Travellers and Squatters

By David Knight

We are the last links with independence and self sufficiency in an over organised country… We elude to a great extent the tentacles of officialdom which seek to enclose everyone within their grasp, plotting their lives by standards, times and dates. Freedom we are told is everyman’s heritage-yet how few achieve it and how few exploit it.¹

Dominic Reeve, a chronicler of the traveller existence, wrote those words in 1958, at a time when the UK’s population of travellers – of various ethnicities – were abandoning a horse-drawn existence in favour of motorised vehicles. The change was a big one, but not as big as the changes that were then looming in this country’s legislation. These changes enshrined in law that by not owning the land on which they lived, travellers were fundamentally incompatible with the way the country should be organised in the eyes of its legislators. A long-accepted situation of tolerance and mutual aid (for example, the mobility of traveller horse traders benefitted the stock of horses all over the country) was replaced by one of intolerance and hostility in which travellers had to be ‘normalised’ in order to exist. The grey area in which they had lived became, almost overnight, a thin black line.

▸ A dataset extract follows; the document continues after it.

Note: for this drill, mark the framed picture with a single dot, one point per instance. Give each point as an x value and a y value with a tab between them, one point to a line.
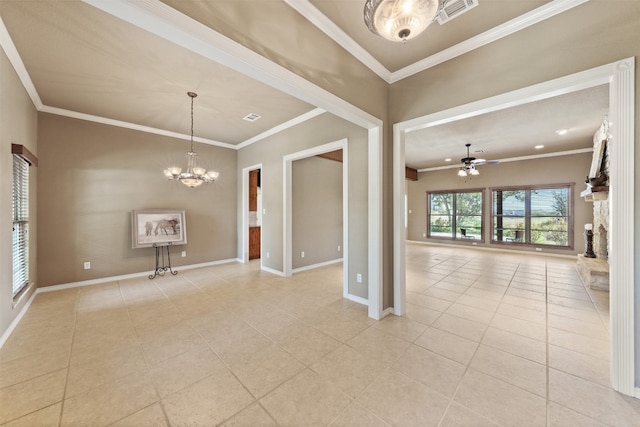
158	227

As I write this, the High Court has ruled that Basildon Council can proceed with its intention to remove travellers from their own land on Dale Farm in Essex. This is an event that has received a good deal of media coverage over the past few weeks, though it has been brewing for much longer, and, over the coming days, looks likely to become front page news. The build up has brought condemnation of the proposed eviction from the UN and Amnesty International, and Stephen Cottrell, Bishop of Chelmsford, has said of the situation: ‘If evicting children is the answer then we must be asking the wrong question.’

The question that has been asked, of course, is a question of planning law. The travellers have, to the best of their abilities, made a stab at housing themselves in difficult financial and legal circumstances. On anything but paper, they have changed a site from junkyard to community, but in planning terms it has changed from pastoral green belt to “illegal encampment.” What might be forgotten in the heat of the now inevitable battle is that this situation is the direct consequence of a decision taken in the late 1960’s that forever closed a grey area of tolerance in which people had existed for generations – in the name of private property rights. In the long run, the prioritising of property law has left a community, who ironically now own their own land, stuck between what they have already achieved and an inflexible planning system.

By putting in place laws which prioritise private ownership over all other rights and regardless of the impacts of that ownership, we do a fundamental disservice to human decency and to the limited system of our planet. This is what connects the struggle of traveller groups with the struggle to oppose the criminalisation of squatting. Both groups not only have their human rights and their place in a humane and fair society to think of, but should also see what they do, and what they have done in the past, as offering a form of peaceful resistance to a relentlessly normalising system. What is at stake in both battles is the right to live over the right to own.

Trained as an architect, David Knight is currently undertaking research into alternative planning practices at the Royal College of Art. He teaches architecture at Kingston University and was formerly a Senior Lecturer at the University of East London.
www.dk-cm.com

Notes

¹ Reeve, Dominic. Smoke in the Lanes. London: Constable and Co., 1958.